Poor Stefan survived the accident, although his car was severely damaged, and little remained of the deer, which was hit square-on by the left-front wheel.
It was at the Osterreichring that Austria’s most famous motor racing son, Niki Lauda, won his one and only home grand prix, in 1984 after famously hanging on to beat Nelson Piquet’s Brabham despite his TAG turbo-engined car limping round the last few laps jammed in fourth gear.
You can never keep a good man down, however, and while the Osterreichring may have slipped from view in the late 1980s, it returned – with a truncated name and a shorter configuration – in 1997, newly rechristened the A1-Ring.
McLaren won at each venue three times – making them Zeltweg’s most successful constructor – and will be returning to the Styrian mountains keen to maintain that reputation.

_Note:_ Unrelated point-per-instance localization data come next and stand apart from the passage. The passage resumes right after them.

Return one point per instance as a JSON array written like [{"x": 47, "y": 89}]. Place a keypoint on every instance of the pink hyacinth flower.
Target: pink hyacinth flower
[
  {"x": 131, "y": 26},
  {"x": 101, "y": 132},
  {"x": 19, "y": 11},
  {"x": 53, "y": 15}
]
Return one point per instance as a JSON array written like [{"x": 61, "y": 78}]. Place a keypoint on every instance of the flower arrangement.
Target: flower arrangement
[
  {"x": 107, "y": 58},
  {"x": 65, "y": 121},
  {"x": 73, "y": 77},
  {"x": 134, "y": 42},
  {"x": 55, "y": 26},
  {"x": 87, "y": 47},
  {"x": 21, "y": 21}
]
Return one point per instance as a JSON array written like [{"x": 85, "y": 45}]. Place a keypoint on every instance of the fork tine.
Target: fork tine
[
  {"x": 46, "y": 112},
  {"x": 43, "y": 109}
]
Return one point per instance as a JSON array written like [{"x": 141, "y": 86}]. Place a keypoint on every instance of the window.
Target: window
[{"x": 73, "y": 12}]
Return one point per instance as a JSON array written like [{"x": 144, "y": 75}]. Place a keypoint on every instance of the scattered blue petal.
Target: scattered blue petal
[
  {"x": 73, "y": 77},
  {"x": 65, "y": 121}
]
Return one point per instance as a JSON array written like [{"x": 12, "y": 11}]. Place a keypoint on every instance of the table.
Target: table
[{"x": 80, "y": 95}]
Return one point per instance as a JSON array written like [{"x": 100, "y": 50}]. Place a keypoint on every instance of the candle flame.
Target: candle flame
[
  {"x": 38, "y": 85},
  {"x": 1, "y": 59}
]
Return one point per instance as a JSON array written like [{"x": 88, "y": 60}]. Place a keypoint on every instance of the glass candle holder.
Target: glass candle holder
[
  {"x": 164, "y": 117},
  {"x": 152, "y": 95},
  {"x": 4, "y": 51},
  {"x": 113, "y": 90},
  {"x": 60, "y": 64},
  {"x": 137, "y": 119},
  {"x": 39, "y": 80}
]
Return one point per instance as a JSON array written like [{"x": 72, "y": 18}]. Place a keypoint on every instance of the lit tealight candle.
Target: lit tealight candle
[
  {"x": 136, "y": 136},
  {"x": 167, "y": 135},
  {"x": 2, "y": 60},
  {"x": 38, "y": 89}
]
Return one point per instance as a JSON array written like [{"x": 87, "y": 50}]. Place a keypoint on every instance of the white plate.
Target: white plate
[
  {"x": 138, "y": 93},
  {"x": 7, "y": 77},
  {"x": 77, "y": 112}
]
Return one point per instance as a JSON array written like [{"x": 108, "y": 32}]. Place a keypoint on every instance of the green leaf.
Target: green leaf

It will be interesting to return to Zeltweg – F1 has changed substantially since last it visited (back in 2003, when the race was won by Michael Schumacher), and the attendant circus has grown considerably.
I hope that the circuit can still retain its cosy charm.
I always found the Zeltweg paddock rather snug – it didn’t have the big-world ambitions of the newer circuits that were springing up around the world at the time; it was a small, tight little place where you got the distinct impression that it was there for a singular purpose – to host great motor racing.
Which, of course, it did in abundance.
My overriding memory of the paddock in Spielberg was the crisp mountain air. Arriving from our hotel (already a lengthy motorway drive from the nearest international airport in Graz) in the morning invariably meant driving along empty Austrian autobahns, rolling through endless mountainside tunnels and emerging to peer at distant snow-capped peaks. The paddock itself was always hidden in shadow during those mornings, when you’d be wise to pack a jumper before searching the motorhomes for a spot of breakfast.
By lunchtime, the sun had arced overhead, and the track was bathed in brilliant sunshine, made purer by that crystal-clear mountain air.
In all its incarnations, it really was a glorious place to go motor racing.